If by now anyone doubted that Ray Gelato fully expressed his heart and soul though his playing, confirmation was provided by his ballad feature, ‘I Surrender Dear’, Bing Crosby’s first hit song. Majestic, is the word that immediately comes to mind to describe Ray’s playing, building, chorus upon chorus, in the manner of the great Coleman Hawkins. A show-stopping performance.


‘I wonder,’ Ray mused, ‘What Lester Young would have made of Donald Trump?’ Along with Coleman Hawkins, Lester ‘the President’ Young, was a giant of the tenor saxophone, though very different in style and temperament to the ‘Hawk’. A very private man, he closed off the discrimination and abuse that he suffered throughout his life and career, with the use of a personal language. ‘I feel a draught’, meant that he detected racial hostility. A later variant, ‘Von Hangman is here’, would be more in tune with Trump’s America. Despite this background, Lester’s playing could be the coolest and most joyful experience one could ever wish for, as the Tough Tenors’ arrangement of ‘Tickle Toe’, a Young composition from 1938, fully testified.


In 1961, the 1920s styled band, The Temperance Seven, had a huge popular hit with a number entitled ‘You’re Driving Me Crazy’. Meanwhile, across the Atlantic, Tubby Hayes was making his ground-breaking visit to New York, an exchange arrangement according to the rules of the day which brought Zoot Sims as the first American guest to Ronnie Scott’s. Tubby played the Half Note jazz club to great acclaim and recorded with trumpet/flugelhorn star Clark Terry. In another example of contrafact, Terry used the chords of ‘You’re Driving Me Crazy’ to write a new melody dedicated to the ‘Little Giant’ from Britain – ‘A Pint of Bitter’. Taken at a nice medium tempo, the ‘Tough Tenors’ paid their own tribute to Tubby, arguably the UK’s greatest jazz musician.
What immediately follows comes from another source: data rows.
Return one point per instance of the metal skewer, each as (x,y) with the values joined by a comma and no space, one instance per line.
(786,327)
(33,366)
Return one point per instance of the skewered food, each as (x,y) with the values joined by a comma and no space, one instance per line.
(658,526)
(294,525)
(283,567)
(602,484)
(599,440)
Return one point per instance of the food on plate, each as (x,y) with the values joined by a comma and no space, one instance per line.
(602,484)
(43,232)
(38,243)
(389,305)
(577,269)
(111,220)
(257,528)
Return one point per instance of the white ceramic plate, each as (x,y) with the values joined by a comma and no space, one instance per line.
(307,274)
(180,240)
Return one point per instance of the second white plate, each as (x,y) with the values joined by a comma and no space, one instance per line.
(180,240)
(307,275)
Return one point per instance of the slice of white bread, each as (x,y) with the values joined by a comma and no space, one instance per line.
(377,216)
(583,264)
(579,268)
Like Lester Young, Eddie ‘Lockjaw’ Davis had a long association with Count Basie, and the final number of the evening, ‘Hey Lock’, captured the vigour and no-holds-barred excitement of his playing to a tee, with the group in full shout, sounding more like a full-sized big band rather than a quintet. Matt Home cracked the whip from his drum stool; he could swing the band using his high-hat cymbals alone, while Manuel Alvarez held everything together with his gorgeous bass lines.


Of course, there was more to come. How could the band escape on such a night without an encore, this time a spontaneous blues that well-and-truly brought the house down.


What an evening! Great music laced with good-humoured anecdotes and repartee, all of which added up to musical entertainment of the highest order. Above all, it was a sincere tribute to the lasting influence of a generation of tenor players for whom ‘swing was the thing’.


As ever, special thanks to the Progress team their warm welcome, hospitality and expertise in the sound and lighting department. It all added up to make what the ‘Tough Tenors’, Ray Gelato and Alex Garnett, described as ‘a great fun evening in a gem of a venue’.